C’est là qu’entre en scène The Coalition, un studio dédié exclusivement au développement de la série, et qui à la question « comment renouveler une licence quand la surenchère de n’importe quoi ne fonctionne plus » a répondu « viens Roger, on fait un truc plus intimiste et on se détache complètement du passé ! ». Gears of War 4 proposait donc de suivre les aventures de JD Fenix, le fils du héros de la trilogie originale, et de ses amis, dans un monde débarrassé des Locustes. On suivait un conflit plus terre-à-terre entre un nouvel ordre et ses dissidents, tout en découvrant les répercussions du conflit Humains contre Locustes sur la planète qui les abritaient. La présence de Marcus Fenix promettait un passage de relai dans les règles de l’art, et une problématique de transmission père-fils qui aurait même pu refléter le passage de la licence d’un studio à l’autre. Seulement… Seulement, les Locustes sont toujours là, bénéficient d’un ravalement de façade tellement minime qu’on se demande pourquoi le jeu fait tant de mystère sur leur retour aussi longtemps, et l’ancienne équipe de Gears (Cole, Baird etc) refait très rapidement surface. Gears of War 4 était un enfant qui a voulu tenter un truc en marchant seul, mais qui a fini par se raccrocher aux jambes de ses géniteurs. Le gameplay n’avait pas bougé d’un iota, l’histoire ne se saisissait pas des pistes qui lui tendaient les bras et restait beaucoup trop classique, tandis que la mise en scène effectivement plus intimiste privait l’épisode de l’atout majeur du second volet de la série : sa mise en scène spectaculaire. En résultait un jeu bien trop moyen sur tous les plans, graphismes mis à part.

Et la technique ?

Ce retour de Gears n’est pleinement satisfaisant que sur le plan technique. Comme toujours dans la série, le jeu est magnifique, mais il est aussi très bien optimisé, visant les 60 FPS sur toutes les plateformes, y compris en 4K sur Xbox One X.
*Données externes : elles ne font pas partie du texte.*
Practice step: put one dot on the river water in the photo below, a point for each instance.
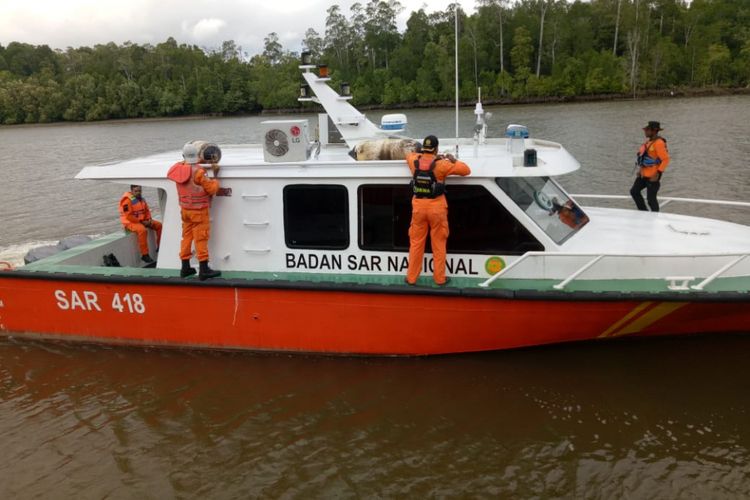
(649, 418)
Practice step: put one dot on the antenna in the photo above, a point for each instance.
(456, 58)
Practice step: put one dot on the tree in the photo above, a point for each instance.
(272, 49)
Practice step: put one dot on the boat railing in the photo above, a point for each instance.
(586, 261)
(665, 200)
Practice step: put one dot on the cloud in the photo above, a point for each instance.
(206, 23)
(205, 29)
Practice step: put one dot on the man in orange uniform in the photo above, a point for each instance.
(135, 216)
(195, 190)
(429, 208)
(652, 160)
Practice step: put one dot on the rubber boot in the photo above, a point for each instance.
(206, 272)
(186, 269)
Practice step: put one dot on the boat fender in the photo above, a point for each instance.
(179, 172)
(384, 149)
(208, 152)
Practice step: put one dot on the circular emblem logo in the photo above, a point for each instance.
(494, 265)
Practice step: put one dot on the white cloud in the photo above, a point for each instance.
(64, 23)
(207, 29)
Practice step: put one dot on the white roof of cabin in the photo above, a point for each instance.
(487, 160)
(631, 231)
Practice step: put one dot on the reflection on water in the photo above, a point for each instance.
(659, 418)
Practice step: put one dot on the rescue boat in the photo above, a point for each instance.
(312, 244)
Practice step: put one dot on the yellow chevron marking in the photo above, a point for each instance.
(651, 317)
(636, 310)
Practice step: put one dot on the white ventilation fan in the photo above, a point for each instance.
(285, 140)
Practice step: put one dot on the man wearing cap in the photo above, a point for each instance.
(652, 160)
(429, 208)
(195, 190)
(135, 216)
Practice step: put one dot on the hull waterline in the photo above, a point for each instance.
(378, 322)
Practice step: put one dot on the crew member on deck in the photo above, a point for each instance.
(652, 160)
(135, 216)
(429, 208)
(195, 190)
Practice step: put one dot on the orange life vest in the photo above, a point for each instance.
(192, 196)
(138, 208)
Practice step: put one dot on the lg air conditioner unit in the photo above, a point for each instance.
(285, 141)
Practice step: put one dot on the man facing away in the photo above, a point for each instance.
(429, 208)
(195, 190)
(652, 160)
(135, 216)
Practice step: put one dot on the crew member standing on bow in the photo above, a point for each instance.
(195, 190)
(429, 208)
(652, 160)
(135, 216)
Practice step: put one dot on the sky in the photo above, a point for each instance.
(206, 23)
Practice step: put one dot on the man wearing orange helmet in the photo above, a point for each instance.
(429, 207)
(195, 189)
(135, 216)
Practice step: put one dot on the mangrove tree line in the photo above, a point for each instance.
(513, 50)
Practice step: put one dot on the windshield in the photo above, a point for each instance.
(547, 205)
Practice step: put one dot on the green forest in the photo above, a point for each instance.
(514, 50)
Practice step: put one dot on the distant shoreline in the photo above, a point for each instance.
(654, 94)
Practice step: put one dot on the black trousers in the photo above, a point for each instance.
(651, 189)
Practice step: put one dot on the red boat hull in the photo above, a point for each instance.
(336, 321)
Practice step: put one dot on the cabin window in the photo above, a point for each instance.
(479, 224)
(546, 203)
(316, 216)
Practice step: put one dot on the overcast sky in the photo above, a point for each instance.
(206, 23)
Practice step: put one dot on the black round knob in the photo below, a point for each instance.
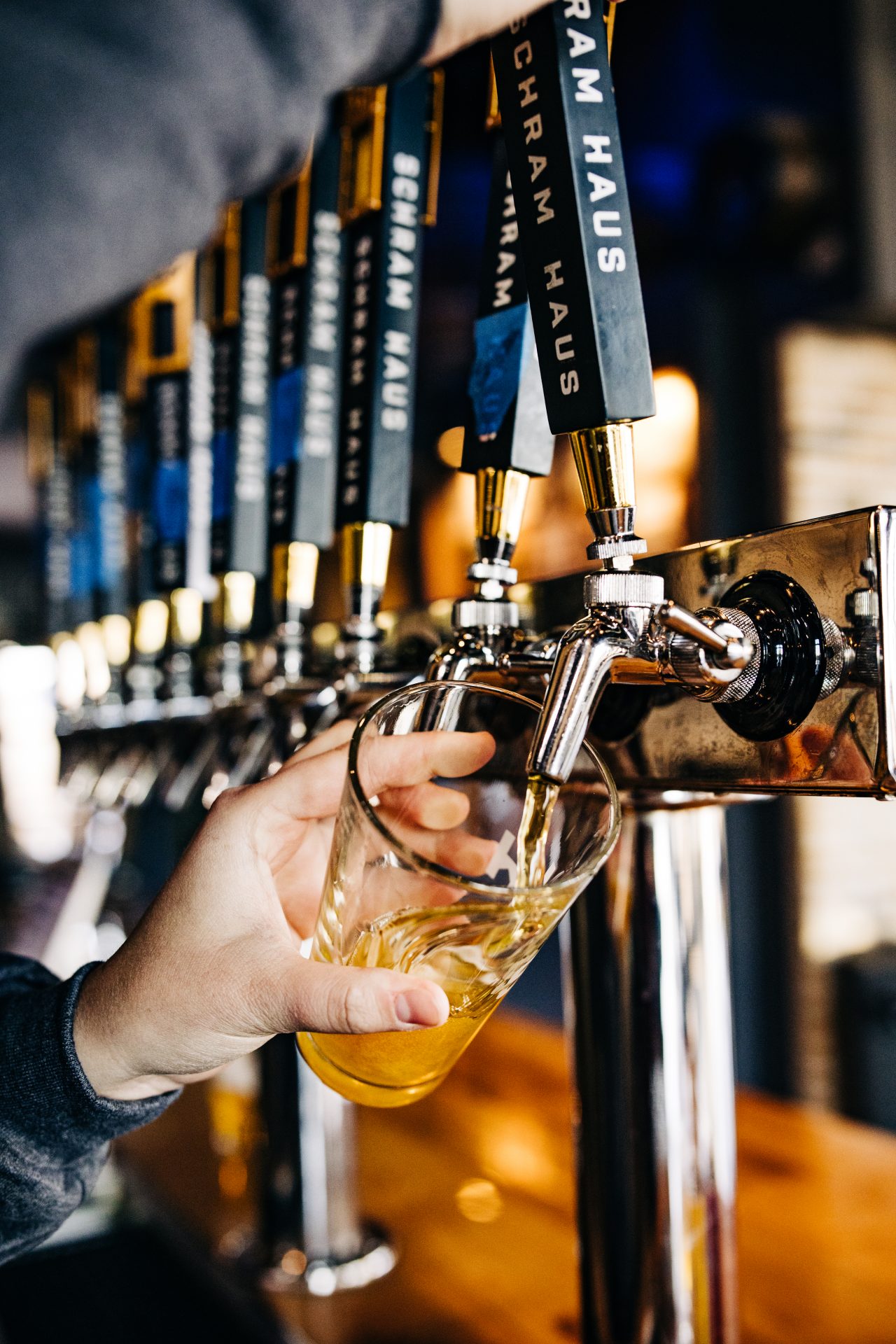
(792, 647)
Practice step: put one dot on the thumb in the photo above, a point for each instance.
(359, 1000)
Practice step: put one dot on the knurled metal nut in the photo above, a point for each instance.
(472, 613)
(741, 689)
(618, 546)
(862, 605)
(624, 588)
(834, 657)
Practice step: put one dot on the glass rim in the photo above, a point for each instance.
(450, 875)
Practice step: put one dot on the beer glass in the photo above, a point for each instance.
(424, 873)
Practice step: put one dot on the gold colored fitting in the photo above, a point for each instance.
(39, 432)
(363, 134)
(365, 553)
(238, 596)
(295, 574)
(150, 626)
(434, 137)
(289, 203)
(605, 463)
(493, 116)
(71, 680)
(186, 617)
(77, 384)
(500, 503)
(219, 273)
(115, 638)
(178, 288)
(610, 19)
(99, 680)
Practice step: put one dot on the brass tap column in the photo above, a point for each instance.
(391, 148)
(305, 251)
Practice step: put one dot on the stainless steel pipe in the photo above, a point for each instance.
(648, 1002)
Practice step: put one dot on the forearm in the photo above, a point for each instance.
(54, 1129)
(125, 127)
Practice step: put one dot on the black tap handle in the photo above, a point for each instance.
(561, 125)
(51, 475)
(305, 262)
(111, 470)
(505, 424)
(251, 401)
(384, 217)
(159, 377)
(200, 470)
(76, 394)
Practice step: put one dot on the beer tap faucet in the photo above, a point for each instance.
(163, 326)
(566, 166)
(391, 144)
(305, 265)
(507, 440)
(235, 302)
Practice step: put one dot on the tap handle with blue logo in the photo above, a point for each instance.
(507, 426)
(564, 152)
(162, 320)
(391, 141)
(305, 265)
(51, 477)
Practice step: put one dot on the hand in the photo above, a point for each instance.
(214, 969)
(465, 22)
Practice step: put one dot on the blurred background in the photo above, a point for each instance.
(761, 152)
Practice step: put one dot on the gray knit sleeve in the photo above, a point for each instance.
(54, 1129)
(125, 125)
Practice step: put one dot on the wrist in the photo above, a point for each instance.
(104, 1043)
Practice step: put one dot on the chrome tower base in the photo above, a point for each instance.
(649, 1016)
(314, 1236)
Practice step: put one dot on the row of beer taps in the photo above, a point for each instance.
(198, 451)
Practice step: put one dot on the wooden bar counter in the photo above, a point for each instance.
(476, 1187)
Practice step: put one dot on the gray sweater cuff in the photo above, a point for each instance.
(50, 1098)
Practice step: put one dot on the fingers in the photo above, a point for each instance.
(402, 761)
(426, 806)
(468, 20)
(312, 787)
(456, 850)
(356, 1000)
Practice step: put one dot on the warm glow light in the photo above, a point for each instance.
(666, 458)
(516, 1151)
(295, 1264)
(232, 1177)
(480, 1200)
Tout ce que je vous expose, The Coalition semblait l’avoir compris. Au lieu d’amorcer un changement radical de la série, ils semblaient dans cet épisode enfin assumer l’héritage Gears, l’épouser, et vouloir y introduire de la nouveauté. Si Gears 4 avait des accents de reboot, ce cinquième opus dégageait un parfum de remise à neuf. On retrouve donc ici les héros, les antagonistes, les lieux et les enjeux d’antan, mais avec une narration plus proche de notre temps, de nouvelles pistes intéressantes, et un personnage central féminin nommé Kait, promue de son poste de faire-valoir de l’épisode précédent à celui de clé de voûte de tout le scénario dans celui-ci. Nous entrons maintenant dans les spoilers : Kait entretenant une relation très particulière avec les Locustes, The Coalition tenait ici une occasion en or, celle de nous donner le contrôle et la construction d’un personnage qui deviendrait l’antagoniste principal de cette nouvelle trilogie. Comme vous pouvez vous en douter, le studio ne va, une nouvelle fois, pas au bout de son idée, et nous propose finalement un MacGuffin pré-mâché, et fort mal amené, comme tout le reste de la narration, qui lui permet de revenir en arrière, loin de toute prise de risque. Il en est de même pour l’évolution de JD Fenix, qui ne nous laisse entr’apercevoir un « Dark JD » qu’APRÈS un retour à sa personnalité d’origine, sans trop de détail ni de raison à ce changement dont on n’entend parler que par le biais d’une ligne de dialogue prononcée par un personnage incroyablement pénible quand il n’est pas simplement fade et ennuyeux (Fahz). Les ellipses du scénario en rendent le fil confus, et interrompent réellement la progression des personnages dans une histoire qui sent rapidement le réchauffé. Les décors, eux aussi, font dans le retour aux sources inutile avec un twist raté, et ne sont là que pour se raccrocher aux branches d’un fan-service qui ne parvient pas à masquer le fait que ses créateurs n’osent pas sortir des sentiers battus par Epic avant eux. La seule nouveauté est à chercher dans les deux hubs proposés par le jeu, et « grâce » auxquels on nous propose quelques quêtes secondaires FedEx qui vous récompenseront d’améliorations pour Jack, qui nous prêtera cette fois main forte pendant les combats. Ces hubs vous laisseront explorer les environs entre deux quêtes principales à bord d’un véhicule assez maniable, exactement à la manière de ce que propose la série des Halo depuis toujours.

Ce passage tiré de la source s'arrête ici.